Attached is a Screen grab of a before and after scaled by 300%. The upper part is the original tiff image and the lower is the file saved as jpeg in Photoshop with a Quality setting of zero ( maximum compression). Compare the 2 halves.

In the some areas of the lower half you can clearly see the 8 x 8 block structure where the weak high frequency detailed information has been completely averaged (smoothed). You should also notice a slight colour shift.

Just to complete the jpeg compression story we will briefly look at the remaining processes. In a previous post I had already mentioned that the 63 AC components from the DCT process were run length encoded ( lossless compression method ). However the DC component is treated differently. It is assumed that neighboring 8 x 8 blocks will have a similar average value so instead of dealing with a large number format it uses a small number format which defines the difference in level from the previous block thereby requiring less code to store the information. The last stage is to use Huffman encoding (another lossless compression method) to compress again all the above compressed data.

There is a lot of work involved to produce the humble JPEG image file.

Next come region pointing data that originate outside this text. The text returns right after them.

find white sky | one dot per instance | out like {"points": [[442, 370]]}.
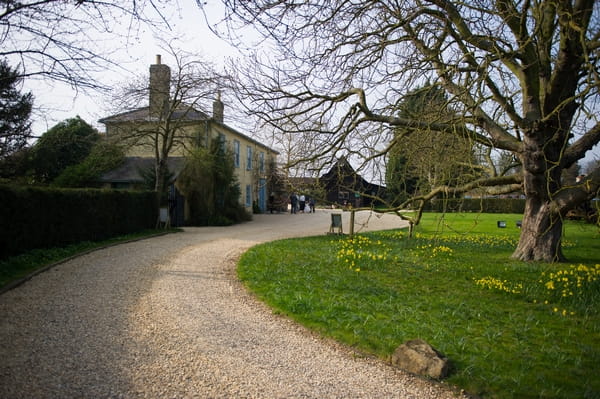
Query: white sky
{"points": [[189, 32]]}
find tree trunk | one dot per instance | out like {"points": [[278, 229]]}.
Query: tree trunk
{"points": [[541, 233]]}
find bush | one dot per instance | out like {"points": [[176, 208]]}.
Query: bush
{"points": [[48, 217]]}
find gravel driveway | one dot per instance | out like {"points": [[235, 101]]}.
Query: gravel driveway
{"points": [[166, 318]]}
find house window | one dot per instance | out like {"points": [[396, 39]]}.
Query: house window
{"points": [[248, 158], [261, 162], [236, 153], [248, 195], [222, 142]]}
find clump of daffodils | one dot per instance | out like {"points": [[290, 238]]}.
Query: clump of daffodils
{"points": [[361, 251]]}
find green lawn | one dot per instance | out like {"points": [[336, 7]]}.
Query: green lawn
{"points": [[18, 267], [511, 329]]}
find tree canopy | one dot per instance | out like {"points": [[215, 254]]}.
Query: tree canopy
{"points": [[15, 110], [63, 40], [522, 75]]}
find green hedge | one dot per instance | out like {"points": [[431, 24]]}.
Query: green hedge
{"points": [[486, 205], [47, 217]]}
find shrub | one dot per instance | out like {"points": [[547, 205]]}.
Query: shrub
{"points": [[48, 217]]}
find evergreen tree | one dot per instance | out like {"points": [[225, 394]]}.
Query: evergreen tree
{"points": [[15, 110], [66, 144]]}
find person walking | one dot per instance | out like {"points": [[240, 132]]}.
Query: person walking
{"points": [[294, 202]]}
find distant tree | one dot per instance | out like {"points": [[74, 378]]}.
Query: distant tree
{"points": [[104, 156], [210, 186], [66, 144], [15, 110], [421, 161]]}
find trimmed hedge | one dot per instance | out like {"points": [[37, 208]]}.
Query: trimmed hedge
{"points": [[486, 205], [34, 217]]}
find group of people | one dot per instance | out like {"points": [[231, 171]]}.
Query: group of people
{"points": [[302, 203]]}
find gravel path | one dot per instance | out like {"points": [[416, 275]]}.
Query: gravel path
{"points": [[166, 318]]}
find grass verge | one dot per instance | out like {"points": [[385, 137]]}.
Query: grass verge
{"points": [[18, 267], [511, 329]]}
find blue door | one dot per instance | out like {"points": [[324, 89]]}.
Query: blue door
{"points": [[262, 195]]}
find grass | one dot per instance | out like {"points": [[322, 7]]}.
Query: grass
{"points": [[511, 329], [18, 267]]}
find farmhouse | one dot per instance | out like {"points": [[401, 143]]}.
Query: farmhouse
{"points": [[136, 130]]}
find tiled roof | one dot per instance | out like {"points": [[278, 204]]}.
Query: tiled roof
{"points": [[185, 113], [129, 171]]}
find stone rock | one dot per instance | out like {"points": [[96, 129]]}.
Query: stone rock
{"points": [[418, 357]]}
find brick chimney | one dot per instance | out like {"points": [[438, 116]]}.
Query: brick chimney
{"points": [[218, 108], [160, 81]]}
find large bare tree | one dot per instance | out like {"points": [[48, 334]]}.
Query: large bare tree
{"points": [[168, 117], [523, 75]]}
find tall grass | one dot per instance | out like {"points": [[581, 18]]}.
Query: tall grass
{"points": [[511, 329]]}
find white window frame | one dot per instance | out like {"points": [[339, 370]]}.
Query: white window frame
{"points": [[248, 158], [236, 153]]}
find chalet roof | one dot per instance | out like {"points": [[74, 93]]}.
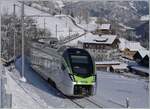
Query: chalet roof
{"points": [[107, 62], [96, 39], [143, 53], [131, 45], [105, 26]]}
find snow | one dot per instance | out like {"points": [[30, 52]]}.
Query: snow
{"points": [[60, 3], [20, 99], [23, 79], [120, 66], [132, 45], [103, 39], [64, 23], [105, 26], [141, 68], [132, 5], [107, 62], [90, 38], [112, 91], [125, 27]]}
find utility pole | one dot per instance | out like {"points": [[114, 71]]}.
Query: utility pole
{"points": [[44, 28], [14, 9], [0, 50], [22, 30]]}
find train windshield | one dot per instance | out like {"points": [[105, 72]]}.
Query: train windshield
{"points": [[81, 65]]}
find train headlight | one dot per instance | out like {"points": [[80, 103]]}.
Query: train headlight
{"points": [[71, 76]]}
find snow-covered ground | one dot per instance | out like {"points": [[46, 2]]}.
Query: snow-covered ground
{"points": [[65, 26], [145, 18], [112, 90]]}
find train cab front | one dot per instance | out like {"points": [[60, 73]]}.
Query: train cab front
{"points": [[82, 72]]}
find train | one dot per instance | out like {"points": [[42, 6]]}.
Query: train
{"points": [[71, 70]]}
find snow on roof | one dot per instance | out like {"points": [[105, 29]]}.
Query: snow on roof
{"points": [[120, 66], [143, 53], [107, 62], [132, 45], [103, 39], [105, 26], [145, 18]]}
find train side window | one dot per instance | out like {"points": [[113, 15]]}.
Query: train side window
{"points": [[62, 67]]}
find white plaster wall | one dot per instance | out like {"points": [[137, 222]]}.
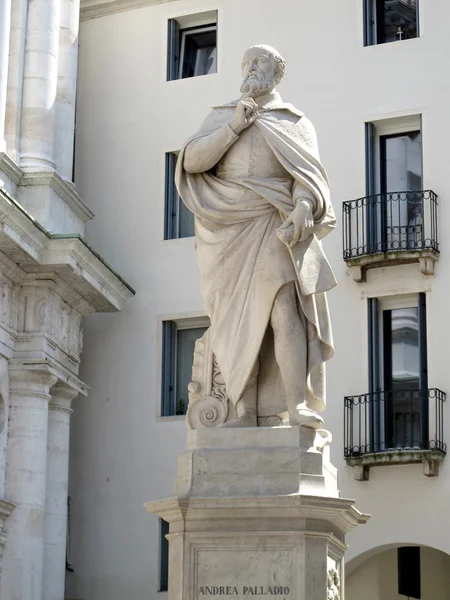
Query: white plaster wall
{"points": [[128, 117], [4, 405], [377, 578]]}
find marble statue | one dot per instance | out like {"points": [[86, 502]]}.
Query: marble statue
{"points": [[252, 176]]}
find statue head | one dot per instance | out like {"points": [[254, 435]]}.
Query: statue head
{"points": [[262, 69]]}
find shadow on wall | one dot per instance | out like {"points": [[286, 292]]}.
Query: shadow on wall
{"points": [[398, 572]]}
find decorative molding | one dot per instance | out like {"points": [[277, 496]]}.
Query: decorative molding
{"points": [[28, 245], [92, 9], [65, 190], [430, 459], [52, 367], [333, 585], [10, 168], [208, 400]]}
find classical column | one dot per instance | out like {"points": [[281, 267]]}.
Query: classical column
{"points": [[17, 39], [39, 86], [56, 502], [5, 25], [67, 86], [26, 481]]}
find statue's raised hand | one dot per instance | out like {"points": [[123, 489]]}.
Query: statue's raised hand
{"points": [[299, 225], [246, 114]]}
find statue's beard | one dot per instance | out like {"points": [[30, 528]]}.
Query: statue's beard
{"points": [[257, 86]]}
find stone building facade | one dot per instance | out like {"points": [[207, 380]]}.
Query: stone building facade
{"points": [[50, 278], [370, 74]]}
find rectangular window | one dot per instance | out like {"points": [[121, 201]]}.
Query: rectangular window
{"points": [[179, 339], [178, 220], [390, 21], [394, 183], [408, 562], [398, 371], [192, 46], [163, 556]]}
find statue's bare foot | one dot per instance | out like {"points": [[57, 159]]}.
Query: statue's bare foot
{"points": [[243, 421], [307, 418]]}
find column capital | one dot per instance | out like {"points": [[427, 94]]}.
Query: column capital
{"points": [[31, 378], [62, 396]]}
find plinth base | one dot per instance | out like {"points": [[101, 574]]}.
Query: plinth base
{"points": [[256, 513]]}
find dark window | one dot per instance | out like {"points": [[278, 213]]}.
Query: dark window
{"points": [[390, 21], [178, 352], [398, 372], [395, 220], [163, 556], [178, 221], [191, 51], [408, 559]]}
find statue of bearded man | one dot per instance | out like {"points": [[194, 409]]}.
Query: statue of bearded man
{"points": [[254, 181]]}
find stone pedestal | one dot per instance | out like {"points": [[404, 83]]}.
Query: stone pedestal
{"points": [[55, 531], [256, 512]]}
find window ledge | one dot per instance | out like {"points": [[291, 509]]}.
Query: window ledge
{"points": [[359, 265], [431, 459]]}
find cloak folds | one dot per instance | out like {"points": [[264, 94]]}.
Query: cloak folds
{"points": [[242, 262]]}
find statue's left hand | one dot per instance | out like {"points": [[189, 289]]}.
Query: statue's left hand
{"points": [[299, 225]]}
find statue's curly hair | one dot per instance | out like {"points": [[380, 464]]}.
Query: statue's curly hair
{"points": [[280, 63]]}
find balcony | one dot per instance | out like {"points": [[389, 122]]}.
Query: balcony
{"points": [[394, 427], [391, 229]]}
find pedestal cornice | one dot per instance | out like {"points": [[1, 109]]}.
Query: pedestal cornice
{"points": [[92, 9]]}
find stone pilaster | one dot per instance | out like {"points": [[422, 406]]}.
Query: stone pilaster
{"points": [[59, 412], [26, 480], [5, 25], [6, 509], [66, 89], [256, 512], [39, 86], [17, 40]]}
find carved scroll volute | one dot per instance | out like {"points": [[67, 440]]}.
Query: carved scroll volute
{"points": [[208, 402], [333, 585]]}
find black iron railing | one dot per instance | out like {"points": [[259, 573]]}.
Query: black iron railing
{"points": [[391, 222], [394, 420]]}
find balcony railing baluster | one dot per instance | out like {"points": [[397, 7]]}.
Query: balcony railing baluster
{"points": [[393, 421], [390, 222]]}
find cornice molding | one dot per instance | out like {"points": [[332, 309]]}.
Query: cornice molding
{"points": [[93, 9], [64, 189], [34, 250]]}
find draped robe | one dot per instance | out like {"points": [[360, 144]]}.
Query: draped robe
{"points": [[241, 189]]}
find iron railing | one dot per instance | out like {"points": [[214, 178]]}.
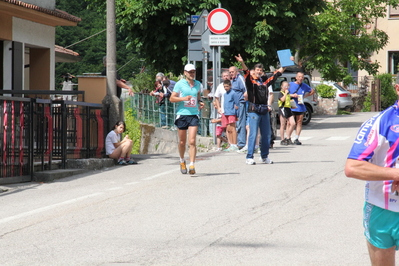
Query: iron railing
{"points": [[148, 111]]}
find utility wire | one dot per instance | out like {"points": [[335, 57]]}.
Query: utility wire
{"points": [[85, 38]]}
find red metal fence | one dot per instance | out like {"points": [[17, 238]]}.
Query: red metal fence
{"points": [[36, 132]]}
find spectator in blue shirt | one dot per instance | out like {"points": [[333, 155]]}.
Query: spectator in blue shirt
{"points": [[238, 85], [229, 117]]}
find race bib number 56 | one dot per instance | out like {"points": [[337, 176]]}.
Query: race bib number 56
{"points": [[191, 103]]}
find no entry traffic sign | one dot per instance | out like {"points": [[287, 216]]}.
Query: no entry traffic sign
{"points": [[219, 21]]}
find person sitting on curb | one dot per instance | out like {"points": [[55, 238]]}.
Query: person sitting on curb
{"points": [[116, 149]]}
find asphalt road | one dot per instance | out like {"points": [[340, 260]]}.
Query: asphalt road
{"points": [[301, 210]]}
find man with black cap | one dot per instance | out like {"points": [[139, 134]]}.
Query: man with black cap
{"points": [[187, 95]]}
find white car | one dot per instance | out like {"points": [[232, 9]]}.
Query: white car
{"points": [[343, 97]]}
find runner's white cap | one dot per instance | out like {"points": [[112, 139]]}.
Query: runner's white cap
{"points": [[189, 67]]}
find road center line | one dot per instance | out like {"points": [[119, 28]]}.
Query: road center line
{"points": [[158, 175]]}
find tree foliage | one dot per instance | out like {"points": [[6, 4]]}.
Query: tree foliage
{"points": [[158, 28], [343, 35], [330, 36]]}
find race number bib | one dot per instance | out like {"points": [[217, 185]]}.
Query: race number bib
{"points": [[191, 103], [300, 99]]}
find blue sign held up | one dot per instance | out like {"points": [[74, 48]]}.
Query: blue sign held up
{"points": [[194, 18]]}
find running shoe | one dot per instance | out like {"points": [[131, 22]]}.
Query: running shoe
{"points": [[183, 168], [266, 160], [297, 142], [191, 170], [131, 162], [250, 161], [232, 148], [122, 162], [243, 149]]}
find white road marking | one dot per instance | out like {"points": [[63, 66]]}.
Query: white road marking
{"points": [[158, 175], [338, 138], [114, 188], [304, 138], [132, 183], [25, 214]]}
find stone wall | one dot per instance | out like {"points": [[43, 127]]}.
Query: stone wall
{"points": [[327, 106]]}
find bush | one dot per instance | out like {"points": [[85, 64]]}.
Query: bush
{"points": [[143, 82], [367, 104], [388, 94], [133, 130], [326, 91]]}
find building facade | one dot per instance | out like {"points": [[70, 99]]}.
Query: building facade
{"points": [[27, 43]]}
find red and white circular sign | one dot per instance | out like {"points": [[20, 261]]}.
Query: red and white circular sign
{"points": [[219, 21]]}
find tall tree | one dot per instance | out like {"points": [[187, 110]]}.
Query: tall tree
{"points": [[341, 38], [158, 29], [92, 49]]}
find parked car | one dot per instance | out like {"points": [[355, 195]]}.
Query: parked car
{"points": [[310, 101], [343, 96]]}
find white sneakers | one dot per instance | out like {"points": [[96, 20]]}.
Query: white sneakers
{"points": [[250, 161], [265, 161]]}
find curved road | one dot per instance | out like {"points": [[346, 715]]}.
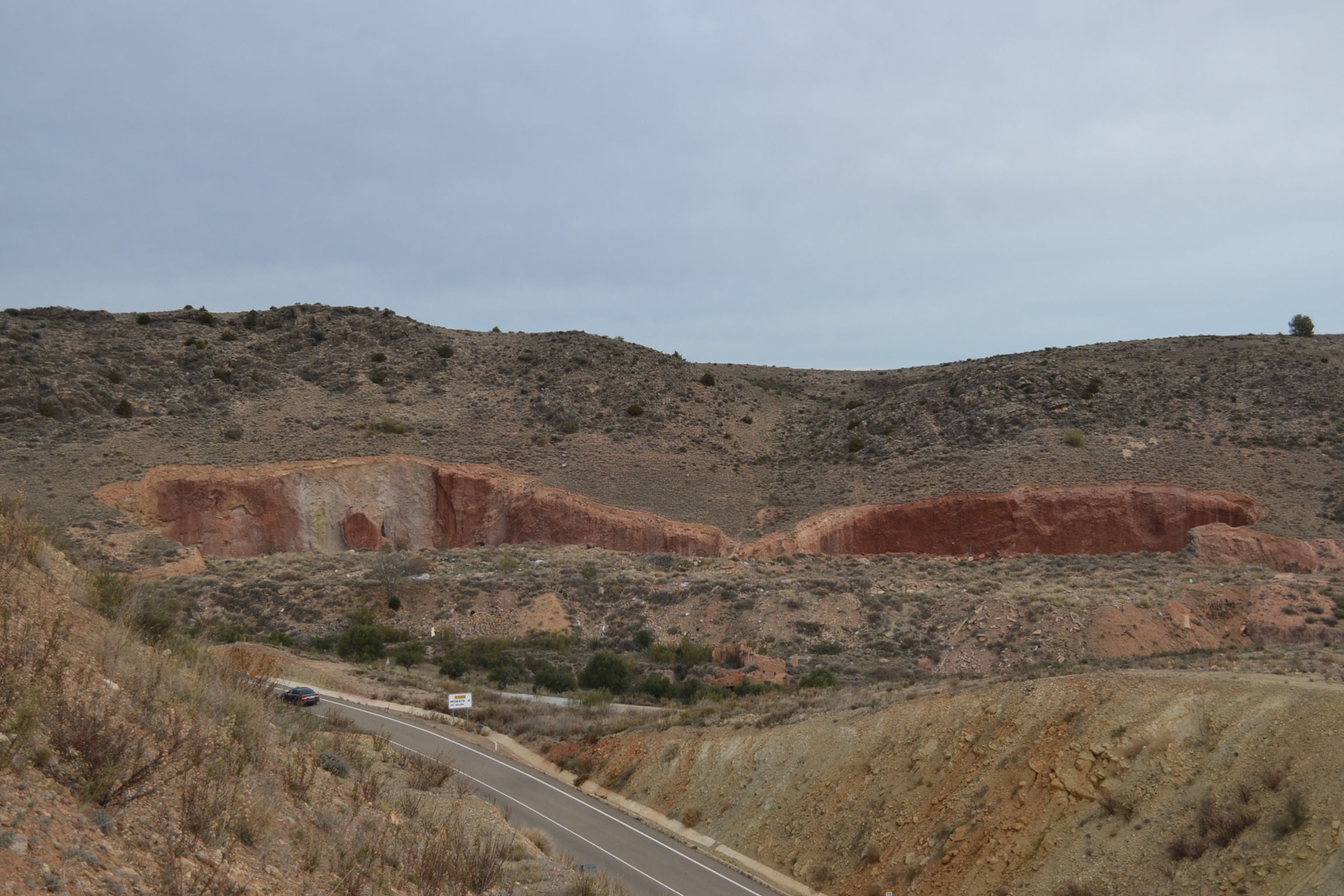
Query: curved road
{"points": [[648, 862]]}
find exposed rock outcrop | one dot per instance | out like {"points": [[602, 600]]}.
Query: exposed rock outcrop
{"points": [[370, 502], [1030, 519], [1219, 544]]}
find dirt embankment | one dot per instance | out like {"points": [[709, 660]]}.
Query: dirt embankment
{"points": [[1018, 788], [398, 500], [1030, 519], [414, 503]]}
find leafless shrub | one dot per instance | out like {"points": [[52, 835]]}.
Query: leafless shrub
{"points": [[540, 839], [1294, 814], [426, 771], [1186, 848], [598, 884], [1073, 888], [299, 773], [480, 858], [1223, 824], [369, 786], [114, 760], [1120, 805]]}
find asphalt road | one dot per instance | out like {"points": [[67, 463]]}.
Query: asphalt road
{"points": [[649, 862]]}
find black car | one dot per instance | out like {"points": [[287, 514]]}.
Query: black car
{"points": [[302, 696]]}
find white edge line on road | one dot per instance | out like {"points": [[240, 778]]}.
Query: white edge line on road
{"points": [[568, 796]]}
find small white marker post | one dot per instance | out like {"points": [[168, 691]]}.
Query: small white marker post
{"points": [[461, 702]]}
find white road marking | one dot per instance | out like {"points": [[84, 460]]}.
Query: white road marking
{"points": [[568, 796]]}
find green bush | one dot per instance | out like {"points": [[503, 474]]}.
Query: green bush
{"points": [[454, 664], [1301, 326], [607, 672], [409, 654], [657, 687], [551, 677], [819, 679], [360, 644]]}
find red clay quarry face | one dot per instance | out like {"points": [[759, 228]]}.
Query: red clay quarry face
{"points": [[414, 503]]}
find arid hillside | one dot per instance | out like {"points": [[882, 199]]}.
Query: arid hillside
{"points": [[1128, 783], [89, 398]]}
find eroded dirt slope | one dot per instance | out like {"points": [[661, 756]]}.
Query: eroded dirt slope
{"points": [[629, 426], [1020, 788]]}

Another thread touched on Digital radio which makes use of MPEG. Many of the concepts covered above apply to the human audio system. They know which bits they have to preserve, emphasis and deemphasize. A few people tried to compare it with CD music quality and vinyl. CD technology is not in the same ball park. A CD ROM holds about 2Gbytes of data. Two thirds of it is required to make the technology work reliable. A special 8 to 14 bit encoding to limit the bandwidth of the laser pickup circuits. Checksums so that the electronics can auto-correct corrupted data. Interleaving of data so that small scratches on the disc don't destroy huge chunks of data - but instead give smaller chunks of lost data which then gives the auto-correction half a chance of working. The data is blocked up into frames which requires control codes to keep the frames in sequence and say when user data starts and finishes. If I recall over 100 frames has to be read in before decoding can start. So only one third of the disk contains music or computer files.

Oops got carried away there - My mind slipped back to a previous life time in electronics.

OK I think we have done the JPEG theory to death now. For my sins I had to research the subject for problems at work and ended up knowing more than I ever wanted to know.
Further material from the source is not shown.